Bertelsmann snaps up Simon & Schuster in $2.2bn deal
The German media group behind Penguin Random House has acquired US publisher Simon & Schuster for $2.2bn (£1.6bn).
Bertelsmann today confirmed it had secured the deal with owner Viacom CBS following a closely-fought bidding war.
The takeover cements Bertelsmann’s position as the world’s largest book publisher, and strengthens its footprint in the US — its second biggest market.
“Following the full acquisition of Penguin Random House in April this year, this purchase marks another strategic milestone in strengthening our global content businesses,” said chief executive Thomas Rabe.
“The book business has been part of Bertelsmann’s identity since the founding of C. Bertelsmann Verlag more than 185 years ago and has lost none of its appeal to this day.”
The acquisition of Simon & Schuster, which last year reported revenue of $814m, is set to close in 2021 subject to regulatory approval.
Bertelsmann said the publisher will continue to be managed as a separate imprint under the Penguin Random House umbrella.
Simon & Schuster, which publishes bestselling authors including Stephen King and Dan Brown, was put up for sale in March following a strategic review at Viacom.
The auction attracted interest from Rupert Murdoch’s News Corp while Vivendi, the conglomerate owned by French billionaire Vincent Bollore, was also linked to a potential offer.
The deal adds to the portfolio of Bertelsmann, which owns a range of publishing assets and European TV group RTL.
But the takeover could also raise competition concerns due to the German conglomerate’s ownership of Penguin, which is the world’s largest publisher.
The sale to Bertelsmann will create a publisher that is larger than the next seven rivals combined in total book sales, a publishing industry source told City A.M.
It will also result in the company controlling 70 per cent of the US literary and general fiction publishing market, the source said.
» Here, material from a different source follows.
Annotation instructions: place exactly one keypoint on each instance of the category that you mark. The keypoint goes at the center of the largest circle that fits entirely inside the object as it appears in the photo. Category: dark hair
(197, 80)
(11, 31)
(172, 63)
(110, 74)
“There is clearly no market logic to a bid of that size — only anti-market logic,” News Corp chief executive Robert Thomson said in response to the deal.
“Bertelsmann is not just buying a book publisher, but buying market dominance as a book behemoth. Distributors, retailers, authors and readers would be paying for this proposed deal for a very long time to come.”
But Bertelsmann today played down antitrust concerns, pointing to the lack of regulatory objections to the merger of Penguin and Random House in 2013.
It added that the combined market share of Penguin Random House and Simon & Schuster will be below 20 per cent, and pointed to industry disruption from Amazon as a mitigating factor.
Simon & Schuster, which is one of the so-called Big Five publishers, boasts a back catalogue of best-sellers including Joseph Heller’s Catch-22 and Dale Carnegie’s How to Win Friends and Influence People, as well as authors such as Ernest Hemingway and F. Scott Fitzgerald.
More recently, the publisher has released a series of blockbuster hits about the Trump administration, including Rage by Bob Woodward, John Bolton’s The Room Where It Happened and Too Much and Never Enough, an explosive expose by his niece Mary L. Trump.